Начинается вторая серия… Ну за что мне это?!
— Костик, я не то чтобы прячу… Время бы оттянуть — не более того.
— Смысл?
— По СМИ массированно освещается разгром под Сутоганом. Пусть это переварят. И — запомнят! А про наши художества и так трубят сутки напролет. Эпизодом больше — делов…
— Хе… Ты, Деркулов, смотрю, по-прежнему своей пропагандой мыслишь.
— Как ты — Уставом! Вторая кожа, однако.
— Да не скажи. Не… я — все, налазился. Достало. Вернусь: рапорт, пенсион — «честь имею»!
— Ага, поверил…
— Серьезно, Кирилл Аркадьевич! Мне уж годков… — вдруг засмеялся, оттаял не иначе. — Не так, как тебе, но и дальше — край. Знаешь ведь, как бывает: снял портупею — рассыпался!
— Да-да… — просто смешно от святой уверенности моей спецуры… — Так, брат, и будет — крест на пузе, два на лбу! Какая, говоришь, у тебя командировка — пятая? Тоды запомни… Война, не эта — а любая — она девка с перцем, с характером: капризная и ревнивая до беспамятства. И что самое обидное: у нее Судьба в сводных сестрах ходит.
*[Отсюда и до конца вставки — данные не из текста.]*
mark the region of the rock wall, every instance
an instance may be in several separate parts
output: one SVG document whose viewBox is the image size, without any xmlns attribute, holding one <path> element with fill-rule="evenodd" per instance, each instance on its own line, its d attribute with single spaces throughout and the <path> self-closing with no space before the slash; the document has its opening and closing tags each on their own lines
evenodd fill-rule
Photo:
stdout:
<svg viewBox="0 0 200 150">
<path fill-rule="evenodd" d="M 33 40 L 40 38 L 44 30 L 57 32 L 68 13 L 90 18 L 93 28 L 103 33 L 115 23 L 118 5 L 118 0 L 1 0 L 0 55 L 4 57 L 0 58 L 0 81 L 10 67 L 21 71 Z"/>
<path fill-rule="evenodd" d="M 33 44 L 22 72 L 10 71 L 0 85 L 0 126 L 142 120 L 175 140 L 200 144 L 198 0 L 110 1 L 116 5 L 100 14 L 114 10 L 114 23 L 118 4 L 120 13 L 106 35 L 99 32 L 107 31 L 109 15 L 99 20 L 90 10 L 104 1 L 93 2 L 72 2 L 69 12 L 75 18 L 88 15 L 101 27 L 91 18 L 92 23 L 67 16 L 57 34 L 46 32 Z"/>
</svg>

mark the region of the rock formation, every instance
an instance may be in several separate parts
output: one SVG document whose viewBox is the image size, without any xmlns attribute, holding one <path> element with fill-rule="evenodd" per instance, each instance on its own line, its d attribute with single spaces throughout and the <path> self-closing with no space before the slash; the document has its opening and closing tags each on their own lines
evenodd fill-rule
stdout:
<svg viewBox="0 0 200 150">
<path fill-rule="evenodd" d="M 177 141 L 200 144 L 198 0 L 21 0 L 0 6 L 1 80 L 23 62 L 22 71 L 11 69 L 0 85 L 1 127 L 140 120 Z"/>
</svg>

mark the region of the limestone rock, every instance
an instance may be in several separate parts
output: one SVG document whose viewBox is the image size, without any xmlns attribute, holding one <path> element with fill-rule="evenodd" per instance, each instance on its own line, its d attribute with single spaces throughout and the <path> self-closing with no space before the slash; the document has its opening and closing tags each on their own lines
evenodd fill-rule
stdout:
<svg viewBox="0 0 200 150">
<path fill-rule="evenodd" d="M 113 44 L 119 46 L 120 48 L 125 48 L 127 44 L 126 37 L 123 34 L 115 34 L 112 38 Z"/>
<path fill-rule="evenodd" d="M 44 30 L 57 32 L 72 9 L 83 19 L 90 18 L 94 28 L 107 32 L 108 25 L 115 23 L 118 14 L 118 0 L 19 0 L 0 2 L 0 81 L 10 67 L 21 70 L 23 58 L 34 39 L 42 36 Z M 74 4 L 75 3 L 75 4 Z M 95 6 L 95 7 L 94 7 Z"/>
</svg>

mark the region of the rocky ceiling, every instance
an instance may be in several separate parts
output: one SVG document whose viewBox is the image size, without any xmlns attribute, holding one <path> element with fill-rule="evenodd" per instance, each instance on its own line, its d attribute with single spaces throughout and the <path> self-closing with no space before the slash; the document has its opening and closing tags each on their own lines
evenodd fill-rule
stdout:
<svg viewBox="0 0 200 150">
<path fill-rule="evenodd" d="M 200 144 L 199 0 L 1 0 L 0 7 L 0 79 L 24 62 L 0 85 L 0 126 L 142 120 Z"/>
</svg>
Понимаешь? Кого война привечает, кто с ней сжился — в сердце принял, тех она уже никогда не отпустит. Самым непостижимым образом извернется, переиграет всю жизнь твою по-своему, но, один черт, к себе приберет. Грубо говоря — баба она! Памятливая и преданная. И как ты ни гонорись и ни брыкайся, а коль полюбили вы друг дружку, то еще встретитесь непременно. Поверь мне. Никуда ты, паря, от стези своей не денешься! Доля у тебя такая. Потому что прет тебя — от войны. И не дури себя, лады?